No one has yet been confirmed to run the Centers for Medicare and Medicaid Services, the agency most responsible for implementing the Affordable Care Act (and Medicare and Medicaid). Similarly, the president needs to select heads of the Food and Drug Administration and National Institutes of Health.

There are also 55 to 60 independent agencies outside the Cabinet structure waiting for leadership from the new president. These include agencies as important and diverse as the Office of Personnel Management, (the government’s human resources agency), the National Aeronautics and Space Administration and the Social Security Administration.

In all of these places, civil servants worry about what the new administration wants without the help of new bosses who can separate fact from fiction.

The confirmation process has not been easy so far, but the contentiousness of the top nominees should not be an excuse for delay for less visible nominees.

The president can still ramp up the selection and vetting at the White House and set ambitious targets for filling out his senior team. In addition, the Senate historically has been more deferential to nominees below the Cabinet level. With a Republican Senate and no filibuster threat, the president should have an easier time than earlier presidents at doing this.

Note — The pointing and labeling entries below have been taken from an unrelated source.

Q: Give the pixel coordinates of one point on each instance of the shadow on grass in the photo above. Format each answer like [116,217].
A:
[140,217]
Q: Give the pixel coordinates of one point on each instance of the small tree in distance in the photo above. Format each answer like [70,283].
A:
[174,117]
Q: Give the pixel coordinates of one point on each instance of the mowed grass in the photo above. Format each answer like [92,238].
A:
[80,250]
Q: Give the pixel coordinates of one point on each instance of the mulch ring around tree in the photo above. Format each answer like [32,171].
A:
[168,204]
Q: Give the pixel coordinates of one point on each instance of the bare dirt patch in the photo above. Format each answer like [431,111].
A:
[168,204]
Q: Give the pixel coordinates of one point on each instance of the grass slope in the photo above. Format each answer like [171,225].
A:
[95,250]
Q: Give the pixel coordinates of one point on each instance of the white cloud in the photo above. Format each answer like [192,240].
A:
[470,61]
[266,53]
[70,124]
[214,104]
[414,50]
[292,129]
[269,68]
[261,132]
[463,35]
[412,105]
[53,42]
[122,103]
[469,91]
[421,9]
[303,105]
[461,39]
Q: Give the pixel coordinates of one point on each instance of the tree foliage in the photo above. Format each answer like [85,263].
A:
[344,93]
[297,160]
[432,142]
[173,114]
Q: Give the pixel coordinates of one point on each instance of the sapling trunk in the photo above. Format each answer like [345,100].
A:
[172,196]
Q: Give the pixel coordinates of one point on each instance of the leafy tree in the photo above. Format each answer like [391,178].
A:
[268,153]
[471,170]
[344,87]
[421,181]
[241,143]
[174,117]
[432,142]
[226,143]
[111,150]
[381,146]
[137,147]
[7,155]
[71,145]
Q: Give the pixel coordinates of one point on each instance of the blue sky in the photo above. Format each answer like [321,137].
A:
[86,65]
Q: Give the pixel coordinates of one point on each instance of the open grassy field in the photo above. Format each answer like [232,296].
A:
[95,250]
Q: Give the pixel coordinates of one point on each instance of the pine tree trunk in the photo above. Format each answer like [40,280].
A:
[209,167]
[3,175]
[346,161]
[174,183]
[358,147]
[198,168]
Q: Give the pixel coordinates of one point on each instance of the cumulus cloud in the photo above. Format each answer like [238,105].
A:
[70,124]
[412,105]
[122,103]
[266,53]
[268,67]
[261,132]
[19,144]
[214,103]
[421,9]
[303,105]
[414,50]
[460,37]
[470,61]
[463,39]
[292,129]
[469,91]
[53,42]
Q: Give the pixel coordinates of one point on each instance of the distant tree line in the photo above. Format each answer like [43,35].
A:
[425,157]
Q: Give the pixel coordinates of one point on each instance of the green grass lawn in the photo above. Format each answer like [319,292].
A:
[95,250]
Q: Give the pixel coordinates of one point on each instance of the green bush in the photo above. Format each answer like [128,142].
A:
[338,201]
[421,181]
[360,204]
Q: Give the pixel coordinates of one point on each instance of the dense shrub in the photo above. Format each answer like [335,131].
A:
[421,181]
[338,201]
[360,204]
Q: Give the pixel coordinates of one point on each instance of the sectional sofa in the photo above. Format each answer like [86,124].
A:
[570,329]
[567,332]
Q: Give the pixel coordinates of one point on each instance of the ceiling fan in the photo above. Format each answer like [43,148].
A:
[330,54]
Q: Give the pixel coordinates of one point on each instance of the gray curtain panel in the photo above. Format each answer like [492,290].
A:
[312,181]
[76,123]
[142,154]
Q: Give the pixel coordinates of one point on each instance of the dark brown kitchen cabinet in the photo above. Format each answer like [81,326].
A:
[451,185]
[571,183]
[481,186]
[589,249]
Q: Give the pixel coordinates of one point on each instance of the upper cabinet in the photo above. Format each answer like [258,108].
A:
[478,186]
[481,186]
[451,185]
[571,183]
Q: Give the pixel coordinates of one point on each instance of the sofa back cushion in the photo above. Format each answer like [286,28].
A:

And if the political opposition insists on digging in against every single appointment, public opinion is liable to become weary -- of them.

Atop that, the president and his team have 2,200 additional lower level political appointees that do not require Senate confirmation.

One reason for the chaos of the first month has been a thinly staffed transition and White House. This has contributed to delay in staffing the administration and the results have been predictable -- chaos and confusion.

It can, however be fixed: just do it.